I find it interesting that Charlemagne and the Islamic powers of his age were expanding or consolidating at roughly the same time, but in very different ways. Christians like to act like they are on the high ground while Islam is violent and spread by the sword. But that is actually the opposite, it is a projection.
Islamic armies conquered territory. That is true. But conquest is not the same thing as mass forced conversion. Non-Muslim subjects, especially Jews and Christians, were not normally murdered simply because they refused to become Muslim. They could live under Muslim rule, keep their churches and religious communities, and pay the jizya as protected but second-class subjects.

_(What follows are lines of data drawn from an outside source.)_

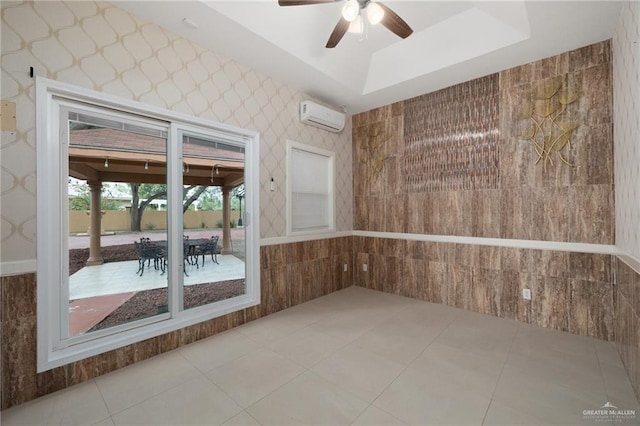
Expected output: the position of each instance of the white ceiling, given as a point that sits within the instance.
(453, 41)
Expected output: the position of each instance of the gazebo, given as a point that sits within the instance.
(99, 155)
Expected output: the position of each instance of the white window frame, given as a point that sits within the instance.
(330, 156)
(54, 349)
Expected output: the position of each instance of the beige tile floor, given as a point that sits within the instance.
(357, 357)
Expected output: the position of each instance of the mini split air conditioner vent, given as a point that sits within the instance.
(320, 116)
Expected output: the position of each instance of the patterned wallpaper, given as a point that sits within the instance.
(99, 46)
(626, 108)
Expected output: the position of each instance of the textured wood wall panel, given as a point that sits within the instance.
(451, 138)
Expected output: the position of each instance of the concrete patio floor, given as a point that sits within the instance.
(121, 277)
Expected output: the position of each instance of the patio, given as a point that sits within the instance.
(97, 291)
(121, 277)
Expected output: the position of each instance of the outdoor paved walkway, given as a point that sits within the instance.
(121, 277)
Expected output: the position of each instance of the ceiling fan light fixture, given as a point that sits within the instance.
(351, 10)
(357, 25)
(374, 13)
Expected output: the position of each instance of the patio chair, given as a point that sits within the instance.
(146, 253)
(210, 247)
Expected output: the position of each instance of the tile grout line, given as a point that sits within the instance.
(504, 364)
(407, 366)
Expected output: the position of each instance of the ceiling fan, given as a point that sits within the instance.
(353, 13)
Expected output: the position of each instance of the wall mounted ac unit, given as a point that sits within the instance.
(320, 116)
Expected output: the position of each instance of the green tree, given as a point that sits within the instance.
(142, 194)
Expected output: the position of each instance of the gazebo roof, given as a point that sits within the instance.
(110, 155)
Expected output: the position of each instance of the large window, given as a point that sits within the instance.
(310, 189)
(144, 222)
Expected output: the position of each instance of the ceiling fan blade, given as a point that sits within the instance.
(395, 23)
(302, 2)
(338, 32)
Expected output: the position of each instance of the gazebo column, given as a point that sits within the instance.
(226, 216)
(95, 216)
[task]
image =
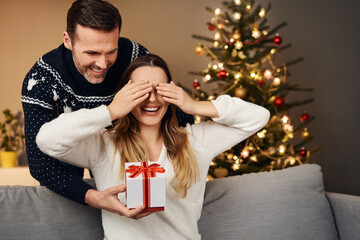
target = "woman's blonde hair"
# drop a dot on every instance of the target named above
(131, 145)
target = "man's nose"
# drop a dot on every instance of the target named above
(102, 62)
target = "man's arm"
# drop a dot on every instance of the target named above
(39, 108)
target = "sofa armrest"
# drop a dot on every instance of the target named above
(346, 210)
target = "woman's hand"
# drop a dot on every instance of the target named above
(128, 97)
(176, 95)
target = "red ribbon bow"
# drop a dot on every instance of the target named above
(144, 168)
(148, 171)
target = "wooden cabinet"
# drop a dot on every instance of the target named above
(21, 176)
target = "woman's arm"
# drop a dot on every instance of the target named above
(234, 119)
(176, 95)
(75, 137)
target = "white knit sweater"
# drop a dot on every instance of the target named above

That is not modern religious liberty, obviously, but it is also not “convert or die.” Hugh Kennedy summarizes the early Islamic pattern clearly: the alternatives were conversion, submission with taxes, or continued war, not simple conversion or death. He also notes that Muslim authorities did not force people to convert, though the system encouraged conversion over time.
Charlemagne’s Saxon campaign is much closer to what people claim Islam did everywhere. His wars against the Saxons lasted from 772 to 804, involved 18 campaigns, and ended with the forced Christianization of Saxony. His Saxon laws made refusal of baptism punishable by death. The Saxon Wars included the execution of reportedly 4,500 Saxons at Verden, at least 10,000 Saxons killed between 772 and 782, thousands more by 800, and 10,000 Saxons deported in 804.
So if someone wants to talk about religion “spread by the sword,” they need to be honest. Early Islamic expansion involved conquest, taxation, and political submission. Charlemagne’s expansion into Saxony involved forced baptism backed by death penalties. That is not a footnote. That is Christianity marching into Europe with a sword in one hand and a baptismal font in the other.